Mona Alwan Hussein, his new headmistress, said that her primary school of 500 pupils had been swollen by 10 per cent this term, almost all of them Shia children from the violent western Sunni suburb of Abu Ghraib or the ethnic battlefield of Doura.
Now Ms Hussein has too many students and too few books — Education Ministry convoys have been attacked by guerrillas and supplies are running short. More worrying than the overcrowding is that the daily violence has leached into the children’s minds. “The kids do less homework, they are less obedient with their teachers,” she said.
Across the capital teachers say that grades are down and aggression up as districts realign themselves along ethnic and religious divides, the separation seeping even into the games children play.
“They are more aggressive and beat each other up more,” said Omar Abu Shams, whose son Ahmed attends a junior school in the mainly Sunni area of Hay al-Jihad in western Baghdad.
“Even in the games they play they’ll split into two groups and play Americans and Mujahidin. Most of the time they choose the runty kid to be an American soldier, then they chase him and beat him. It’s like they are taking revenge.”
Muthana al-Jebouri was shaken when his six-year-old daughter, Manar, who attends the same school as Ahmed, asked him if the family were Sunni or Shia, an issue that had simply never been raised before.
“I felt too ashamed to say, because my wife is Shia and I’m Sunni,” he said. “If I say there’s a difference, I’m creating a division inside the house. I’m really worried about that. So I asked her why she asked me and she said, ‘My friends at the classroom were discussing it, saying, ‘You are Sunni, we are Shia’.”
In the schoolyard yesterday the children’s frayed nerves were all too evident. As pupils gathered for morning assembly behind newly erected concrete blast walls, local youths let off firecrackers, spreading panic. Nawal al-Obeidi, the headmistress, shouted at her staff to get the children inside, but they were fleeing on their own, traumatised by nightly shooting in the area.
“Security is very bad and it is deteriorating,” Ms al-Obeidi said after restoring calm. “The children’s morale is really low. Their situation is getting worse mentally and their health is also declining. Most parents are so wrapped up in securing their houses and lives they forget about the kids’ personal needs. Their schoolwork is worsening, and marks are significantly lower than in previous years. ”
While she has about 75 new students this year — mostly Sunni, many of them children whose parents have been threatened for working for the Government — she is not suffering from overcrowding: more than 100 of her pupils from last year have left the country with their families.
“All the rich kids have left because of the kidnap threats,” Ms al-Obeidi said. Last term four of her students were abducted. Last week two brothers were snatched.
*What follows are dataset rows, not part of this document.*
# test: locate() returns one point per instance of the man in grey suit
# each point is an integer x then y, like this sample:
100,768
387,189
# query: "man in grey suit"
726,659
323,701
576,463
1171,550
But there is no guarantee of security inside class. In a town just south of Baghdad last week guerrillas marched into a school and shot dead five teachers. Even the new blast walls are a source of fear for Ms al-Obeidi — they were put up because the school will be a polling centre in this month’s constitutional referendum, which could make it a target.
Ms al-Obeidi has, however, managed to nip in the bud any incipient divides among Sunni and Shia children. “I noticed the kids here talking about it, so I told all the teachers to hold long lessons to insist there is no difference,” she said.
“We threatened that anyone doing this that they would be punished, both by God and the authorities. It went well, and we’ve managed to stop it completely in our school.”
In some schools, she said, Sunni teachers would take classes full of Sunni pupils, while Shia staff taught only Shia children, raising fears that trenches dug in this generation of Iraqis will be inherited by the next.